Dokuma kumaşlarda sıklığın ve apre tekniklerinin de etkisinde uygun örgülerin kullanımı ile düz ve kaygan yüzeyler elde edilebildiği gibi, çıkıntılı, çöküntülü, gözenekli, hücreli, dişli pürüzlü, kabarık yüzeyler de elde edilebilir. Dokuma kumaşların yüzeyinde oluşturulan kabartma, alçaklık, yükseklik gibi özellikler dokuma eylemi ve sonrasında kazandırılan işlemler aracılığı ile fiziksel ve estetik anlamda rölyef algısını oluşturmaktadır. Rölyef algı, kumaşlardaki görsel ve fiziksel özelliklerle ifade edilen bir olgudur ve dokuma eyleminde kendi iç dinamikleri aracılığı ile tasarım öğeleri, örgü, iplik, sıklık vb. unsurların kullanıma bağlı olarak farklı yüzey etkileri ile sağlanmaktadır. Bazen tek bir faktör istenen rölyef etkinin oluşturulması için yeterli olabilirken, bazı kumaşlarda bu etki birkaç faktörün bir arada kullanılması ile daha da arttırılabilmektedir.

Dokuma kumaşlarda kullanılan değişik örgü düzenleri hacimli, rölyef yüzey dokularına çok büyük katkı sağlamaktadır. Özellikle aynı alanda farklı karakterlerdeki örgü yapıları hacmin boyutunu daha belirgin hale getirmektedir. Örgü yapıları, yüzey dokuları oluşturarak ışığı değişik yönlerde ve miktarlarda yansıtıp çeşitli görünüm efektleri ya da etkileri oluştururlar.
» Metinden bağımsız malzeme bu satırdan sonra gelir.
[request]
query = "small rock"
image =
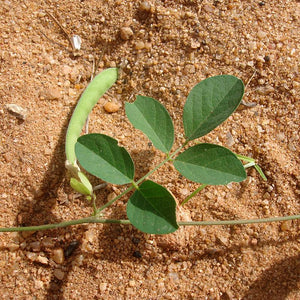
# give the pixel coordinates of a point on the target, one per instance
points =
(265, 90)
(103, 286)
(66, 70)
(12, 247)
(17, 110)
(71, 248)
(229, 139)
(50, 94)
(179, 239)
(195, 44)
(126, 33)
(137, 254)
(189, 69)
(26, 234)
(286, 225)
(131, 283)
(261, 34)
(292, 147)
(111, 107)
(59, 274)
(35, 246)
(42, 259)
(38, 284)
(48, 242)
(58, 255)
(139, 45)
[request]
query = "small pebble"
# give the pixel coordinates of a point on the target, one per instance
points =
(59, 274)
(35, 246)
(292, 147)
(265, 90)
(137, 254)
(12, 247)
(286, 225)
(111, 107)
(17, 110)
(58, 255)
(42, 259)
(139, 45)
(126, 33)
(229, 139)
(261, 34)
(50, 94)
(131, 283)
(103, 286)
(71, 248)
(135, 240)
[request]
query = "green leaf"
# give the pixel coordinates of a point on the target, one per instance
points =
(152, 118)
(210, 164)
(209, 103)
(101, 156)
(152, 209)
(83, 186)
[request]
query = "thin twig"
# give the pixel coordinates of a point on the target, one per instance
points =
(253, 103)
(52, 41)
(61, 27)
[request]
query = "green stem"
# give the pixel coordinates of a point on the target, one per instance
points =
(194, 193)
(245, 158)
(94, 204)
(238, 222)
(113, 200)
(95, 219)
(168, 158)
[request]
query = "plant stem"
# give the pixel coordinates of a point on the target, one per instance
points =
(94, 204)
(92, 219)
(95, 219)
(237, 222)
(113, 200)
(168, 158)
(135, 184)
(194, 193)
Kumaşların örgüsü, sadece görsel değil aynı zamanda fiziksel özelliklerini de etkileyebilmektedir. Kumaşın yapı planı, örgü ile tasarlanmaktadır. Örgü, kumaşın içyapısını etkilediği gibi iplik özellikleri ile birlikte yüzey yapısını da oluşturarak görünümünü büyük ölçüde etkilemektedir.

Rölyef dokumalarda iplik, ulaşılmak istenen kabarık ve hacimli yapının oluşumunda önemli bir faktör olduğundan, seçilecek ipliğin elyaf özellikleri dikkate alınmalıdır. Zamanla değişen kumaş yüzeylerinde parlak yanardöner etkiler, hacimli görünümler, şeffaf, akışkan yüzeyler ön plana çıkarken, kumaşın oluşum tekniğine göre dikkatli çeken kumaş çeşitleri önem kazanmıştır. Bunlar çok katlı kumaş yapıları, keçe gibi dokunmamış kumaşlardır.

Hacimli dokumaların oluşumunda ipliğin düzgünlüğü, sıklığı, hav yapısı, büküm yönü, dokuma esnasındaki uygulanan gerilim, fikseli olup olmadığı vb. durumlar dolayısıyla ipliklerin yakınlık uzaklık durumuna göre farklı yükseklik ve alçaklıklar meydana getirmektedir. Az bükümlü iplikler daha hacimli gibi görünüyor olsa da aslında sert tefe vuruşunun da etkisiyle iplikler birbiri üzerine daha çok binerek daha fazla girinti ve çıkıntılı yapılarda görünmektedirler.

Renge dayalı doku veya desen oluşturmaya yönelik dokuma yapılar, tek kat kumaş oluşturma teknikleriyle sınırlı olamayıp, çift kat, atkı ve çözgü takviyeli doku teknikleriyle de elde edilmektedir. Daha çok atkıdan ve çözgüden takviyeli ya da çok katlı kumaşlarda görülen bu durum, kullanılan farklı ipliklerle desteklenmektedir. Çift katlı kumaşlarda da farklı iplik cinsleriyle hacimli etkiler elde etmek mümkündür. Yüzey değiştiren çift katlı kumaşta farklı yapılarda iki ayrı atkı ipliğinden birinci kat için esnek olmayan bir iplik, ikinci kat içinse esnek bir iplik kullanıldığında esnek iplikler dokumadan sonra eski hallerine dönerek çekerler. Böyle bir durumda esnek olmayan atkı iplikleri çekmelerden dolayı kumaş yüzeyinde torba etkisi yaratarak hacimli bir görünüme kavuşur.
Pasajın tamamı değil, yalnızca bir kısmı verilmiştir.